Kapitel vom 19.05.1897: Wie man einem salesianischen Kloster gut vorsteht

„Die Hausoberen bleiben drei Jahre im Amt… Der Generalobere soll alle drei Jahre die Häuser des Institutes visitieren.“

In unserer Zeit lässt sich die Welt nicht mehr wie früher regieren. Die Autorität genießt wenig Achtung. Es genügt, das Wort Autorität in den Mund zu nehmen, um allgemeine Unzufriedenheit und allseitige Beschwerden zu erregen. Wir müssen infolge dessen andere Methoden wählen.
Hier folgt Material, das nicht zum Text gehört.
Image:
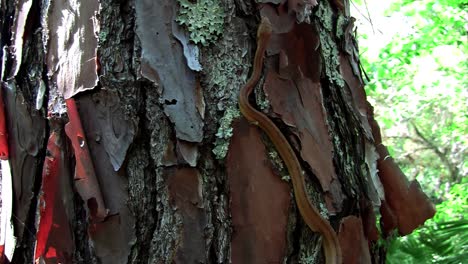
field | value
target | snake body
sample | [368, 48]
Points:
[309, 213]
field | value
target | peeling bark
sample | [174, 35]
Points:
[183, 177]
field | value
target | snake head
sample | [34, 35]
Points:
[265, 29]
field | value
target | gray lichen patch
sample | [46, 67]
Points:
[224, 132]
[226, 69]
[204, 20]
[328, 46]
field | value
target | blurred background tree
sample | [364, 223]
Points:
[415, 55]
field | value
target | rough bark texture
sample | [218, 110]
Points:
[183, 177]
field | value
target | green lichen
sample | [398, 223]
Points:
[224, 133]
[341, 24]
[204, 19]
[278, 163]
[328, 45]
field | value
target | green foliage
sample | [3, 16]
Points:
[418, 86]
[204, 19]
[419, 90]
[443, 239]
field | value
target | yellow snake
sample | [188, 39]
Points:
[309, 213]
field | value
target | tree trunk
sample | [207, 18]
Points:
[159, 166]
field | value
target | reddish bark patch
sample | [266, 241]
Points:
[369, 220]
[108, 136]
[299, 103]
[85, 178]
[54, 237]
[406, 201]
[185, 194]
[259, 200]
[353, 243]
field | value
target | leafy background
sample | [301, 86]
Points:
[415, 54]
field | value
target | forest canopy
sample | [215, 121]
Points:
[415, 57]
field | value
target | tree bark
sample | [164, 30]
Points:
[166, 169]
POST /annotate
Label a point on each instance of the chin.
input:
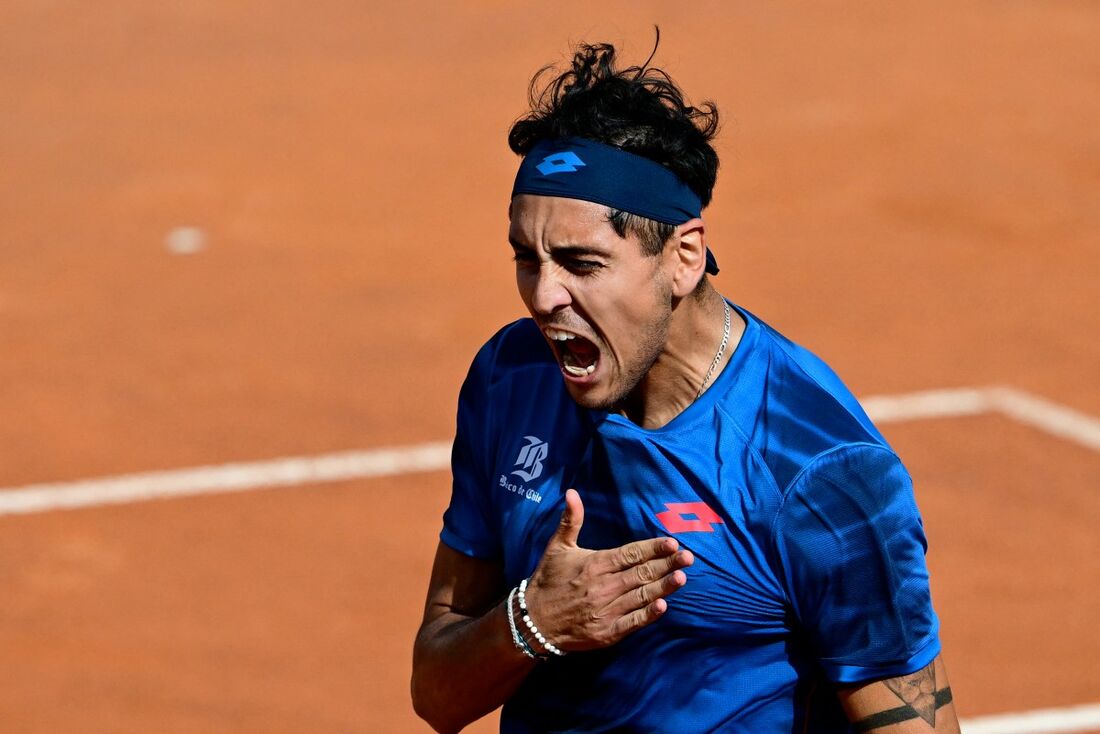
(589, 398)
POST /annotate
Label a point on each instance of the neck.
(673, 382)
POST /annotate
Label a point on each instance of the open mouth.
(576, 355)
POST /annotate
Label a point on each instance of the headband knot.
(582, 168)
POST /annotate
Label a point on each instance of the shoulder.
(516, 351)
(795, 408)
(839, 496)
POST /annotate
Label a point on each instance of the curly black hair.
(638, 109)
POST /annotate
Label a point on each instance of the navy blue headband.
(581, 168)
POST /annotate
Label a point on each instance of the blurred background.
(245, 232)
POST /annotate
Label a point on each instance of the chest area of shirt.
(712, 499)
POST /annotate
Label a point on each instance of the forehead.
(549, 220)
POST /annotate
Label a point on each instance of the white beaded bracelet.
(516, 637)
(530, 625)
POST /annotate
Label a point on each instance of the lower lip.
(580, 380)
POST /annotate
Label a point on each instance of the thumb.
(569, 528)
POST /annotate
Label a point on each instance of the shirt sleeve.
(466, 523)
(851, 546)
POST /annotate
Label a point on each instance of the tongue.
(580, 352)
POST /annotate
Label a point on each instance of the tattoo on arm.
(921, 699)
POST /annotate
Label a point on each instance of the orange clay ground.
(909, 189)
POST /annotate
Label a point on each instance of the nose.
(548, 294)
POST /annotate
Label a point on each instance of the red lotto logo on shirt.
(689, 517)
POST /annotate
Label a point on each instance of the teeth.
(580, 372)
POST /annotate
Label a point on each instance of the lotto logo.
(689, 517)
(564, 162)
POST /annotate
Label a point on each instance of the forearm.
(465, 667)
(917, 702)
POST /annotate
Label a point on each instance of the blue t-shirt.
(809, 546)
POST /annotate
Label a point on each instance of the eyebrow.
(564, 250)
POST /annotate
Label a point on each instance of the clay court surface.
(909, 189)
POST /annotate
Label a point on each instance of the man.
(666, 516)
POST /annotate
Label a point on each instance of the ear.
(686, 256)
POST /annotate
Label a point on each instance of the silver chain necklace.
(717, 357)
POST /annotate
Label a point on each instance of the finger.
(650, 571)
(648, 593)
(572, 517)
(638, 619)
(639, 551)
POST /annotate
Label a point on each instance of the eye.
(580, 265)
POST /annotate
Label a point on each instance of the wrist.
(530, 628)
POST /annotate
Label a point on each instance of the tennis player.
(666, 516)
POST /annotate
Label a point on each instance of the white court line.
(238, 477)
(1046, 721)
(1051, 417)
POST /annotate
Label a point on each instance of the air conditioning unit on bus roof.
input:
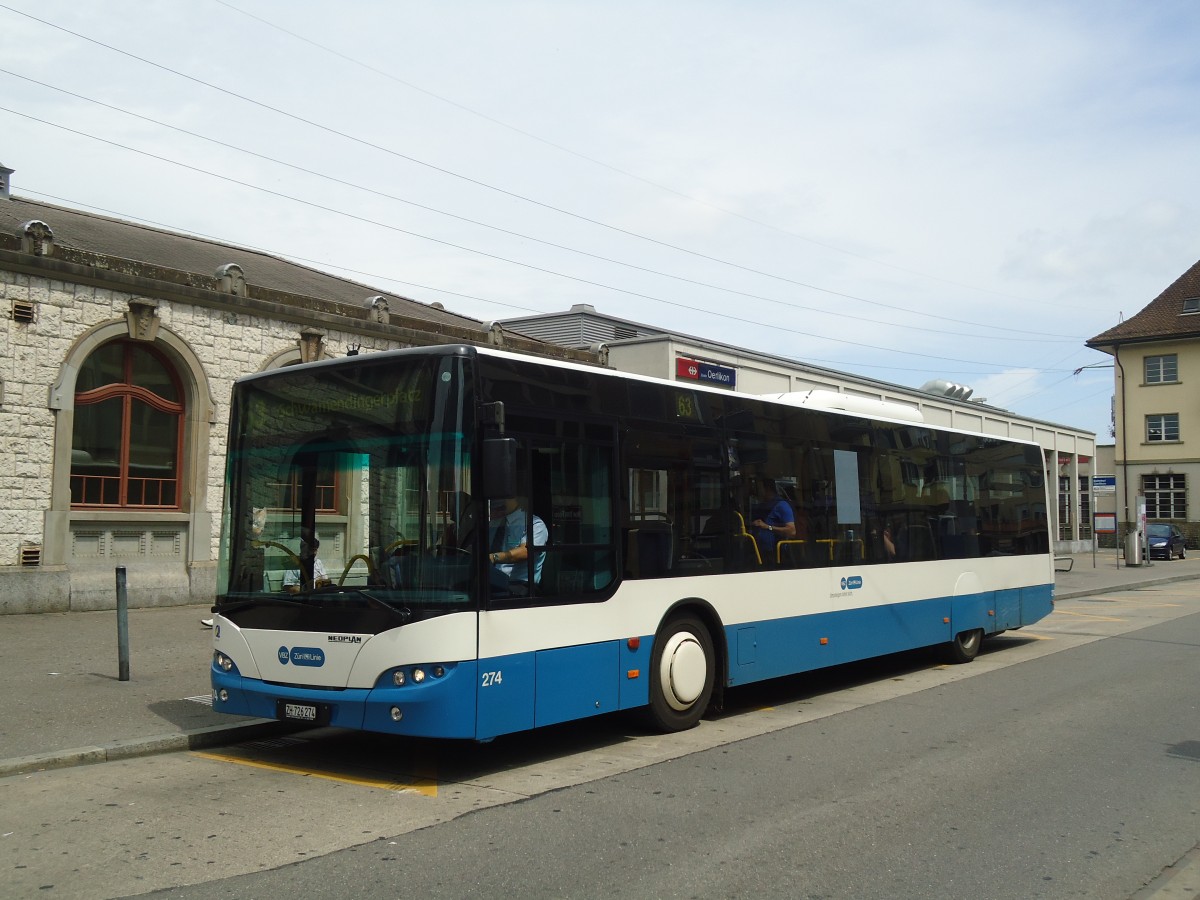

Zunächst ist es erforderlich, dass der Obere selbst ein guter Ordensmann sei, die hl. Regel treu befolge, bevor er sie von seinen Untergebenen beobachten lassen will. Das erste und hauptsächliche Mittel ist das Gebet, das Gebet in allen Anliegen.

Du bist Direktor eines Kollegs. Damit hast du eine erdrückende Verantwortung und eine Last zu tragen, die dich zermalmen könnte. Du hast deine persönlichen Ansichten, hast diese oder jene Schwierigkeit: bete also! Ohne Gebet kannst du nie Erfolg haben. Es wäre Torheit, dies überhaupt versuchen zu wollen. Die Zeiten sind schwierig. Gehässigkeit und Böswilligkeit umgibt euch. Dieser böse Wille ist vielleicht noch nicht bis zu euren Untergebenen vorgedrungen… Dennoch aber: singt nicht jedermann heutzutage in etwa die gleiche Melodie? So betet denn! Man muss an erster Stelle und jederzeit beten! Empfehlt Gott die Dinge, Menschen und Geschäfte, die euch angehen! Denkt daran in eurer Betrachtung, beim Breviergebet, bei der hl. Messe und bittet Gott um Hilfe! Seien wir übernatürliche Menschen. Soweit über das erste (Hilfsmittel der Leitung).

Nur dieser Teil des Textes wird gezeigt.